Translational and Clinical Research Institute, Newcastle University, Newcastle upon Tyne, UK.
Institute of Neuroscience and Psychology, University of Glasgow, Queen Elizabeth University Hospital, Glasgow, UK.
Brain Pathol. 2022 Nov;32(6):e13101. doi: 10.1111/bpa.13101. Epub 2022 Jun 24.

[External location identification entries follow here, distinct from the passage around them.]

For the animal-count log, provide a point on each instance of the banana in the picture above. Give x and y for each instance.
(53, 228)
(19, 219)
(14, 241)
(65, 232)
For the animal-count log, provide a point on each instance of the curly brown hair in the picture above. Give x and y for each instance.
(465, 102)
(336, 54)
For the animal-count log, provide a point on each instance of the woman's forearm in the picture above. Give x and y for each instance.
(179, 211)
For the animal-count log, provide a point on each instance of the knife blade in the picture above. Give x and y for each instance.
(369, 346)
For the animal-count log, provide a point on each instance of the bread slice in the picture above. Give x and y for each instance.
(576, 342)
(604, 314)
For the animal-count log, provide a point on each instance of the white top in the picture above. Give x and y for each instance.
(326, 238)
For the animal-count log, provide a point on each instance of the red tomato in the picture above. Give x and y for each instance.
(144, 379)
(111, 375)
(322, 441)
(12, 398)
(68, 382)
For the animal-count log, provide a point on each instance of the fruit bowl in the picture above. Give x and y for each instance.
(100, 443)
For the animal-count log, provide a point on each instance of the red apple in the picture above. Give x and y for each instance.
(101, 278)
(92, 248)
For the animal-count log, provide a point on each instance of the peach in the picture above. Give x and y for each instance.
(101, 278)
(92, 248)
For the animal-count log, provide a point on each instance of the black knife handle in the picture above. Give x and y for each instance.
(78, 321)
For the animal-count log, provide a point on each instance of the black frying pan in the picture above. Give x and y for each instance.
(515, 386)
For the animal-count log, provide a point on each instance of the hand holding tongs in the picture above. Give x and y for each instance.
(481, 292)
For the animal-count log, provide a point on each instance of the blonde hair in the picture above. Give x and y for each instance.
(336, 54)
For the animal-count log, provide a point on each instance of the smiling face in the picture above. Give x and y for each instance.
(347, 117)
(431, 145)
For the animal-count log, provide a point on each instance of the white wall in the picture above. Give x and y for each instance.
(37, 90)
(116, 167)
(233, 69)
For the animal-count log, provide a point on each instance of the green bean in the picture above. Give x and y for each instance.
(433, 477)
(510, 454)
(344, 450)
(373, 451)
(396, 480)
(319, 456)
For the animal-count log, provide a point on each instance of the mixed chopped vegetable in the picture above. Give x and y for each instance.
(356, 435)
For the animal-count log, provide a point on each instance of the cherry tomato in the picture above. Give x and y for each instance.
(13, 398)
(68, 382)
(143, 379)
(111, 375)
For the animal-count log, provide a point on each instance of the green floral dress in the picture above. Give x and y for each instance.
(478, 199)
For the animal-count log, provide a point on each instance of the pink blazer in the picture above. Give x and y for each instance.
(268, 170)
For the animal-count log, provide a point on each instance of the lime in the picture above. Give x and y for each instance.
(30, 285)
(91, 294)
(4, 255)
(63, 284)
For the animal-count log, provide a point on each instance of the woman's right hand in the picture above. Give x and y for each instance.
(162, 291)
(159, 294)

With the hypothesis that perivascular microglia are involved as neuroinflammatory components of the gliovascular unit contributing to white matter hyperintensities on MRI and pathophysiology, we assessed their status in stroke survivors who develop dementia. Immunohistochemical and immunofluorescent methods were used to assess the distribution and quantification of total and perivascular microglial cell densities in 68 brains focusing on the frontal lobe WM and overlying neocortex in post-stroke dementia (PSD), post-stroke non-dementia (PSND) and similar age control subjects. We primarily used CD68 as a marker of phagocytic microglia, as well as other markers of microglia including Iba-1 and TMEM119, and the myeloid cell marker TREM2 to assess dementia-specific changes. We first noted greater total densities of CD68 and TREM2 cells per mm in the frontal WM compared to the overlying cortex across the stroke cases and controls (p = 0.001). PSD subjects showed increased percentage of activated perivascular CD68 cells distinct from ramified or primed microglia in the WM (p < 0.05). However, there was no apparent change in perivascular TREM2 cells. Total densities of TREM2 cells were only ~10% of CD68 cells but there was high degree of overlap (>70%) between them in both the WM and the cortex. CD68 and Iba-1 or CD68 and TMEM119 markers were colocalised by ~55%. Within the deep WM, ~30% of CD68+ cells were co-localised with fragments of degraded myelin basic protein. Among fragmented CD68+ cells in adjacent WM of PSD subjects, >80% of the cells expressed cleaved caspase-3. Our observations suggest although the overall repertoire of perivascular microglial cells is not changed in the parenchyma, PSD subjects accrue more perivascular-activated CD68+ microglia rather than TREM2+ cells. This implies there is a subset of CD68+ cells, which are responsible for the differential response in perivascular inflammation within the gliovascular unit of the deep WM.
基于血管周围小胶质细胞是神经炎症成分的假说,它们是促成 MRI 上的脑白质高信号和病理生理学改变的脑血单元的一部分,我们评估了它们在发生痴呆的中风幸存者中的状态。我们使用免疫组织化学和免疫荧光方法评估了 68 例大脑中总小胶质细胞和血管周围小胶质细胞密度的分布和定量,重点关注中风后痴呆(PSD)、中风后非痴呆(PSND)和相似年龄对照组的额叶 WM 和覆盖的皮质。我们主要使用 CD68 作为吞噬性小胶质细胞的标志物,以及其他小胶质细胞标志物,包括 Iba-1 和 TMEM119,以及髓样细胞标志物 TREM2,以评估与痴呆相关的变化。我们首先注意到,与对照组相比,在所有中风病例中,额叶 WM 中 CD68 和 TREM2 细胞的密度每毫米更高(p=0.001)。与 PSD 患者的 WM 中激活的血管周围 CD68 细胞不同,它们与分枝或预激活的小胶质细胞不同(p<0.05)。然而,血管周围 TREM2 细胞没有明显变化。TREM2 细胞的总密度仅约为 CD68 细胞的 10%,但在 WM 和皮质中,它们之间有很高的重叠(>70%)。CD68 和 Iba-1 或 CD68 和 TMEM119 标志物的共定位约为 55%。在深部 WM 中,约 30%的 CD68+细胞与降解的髓鞘碱性蛋白片段共定位。在 PSD 患者相邻 WM 的碎片 CD68+细胞中,>80%的细胞表达 cleaved caspase-3。我们的观察表明,尽管在实质内血管周围小胶质细胞的总体谱没有改变,但 PSD 患者积累了更多的血管周围激活的 CD68+小胶质细胞,而不是 TREM2+细胞。这意味着存在一小部分 CD68+细胞,它们负责深部 WM 中脑血单元内血管周围炎症的差异反应。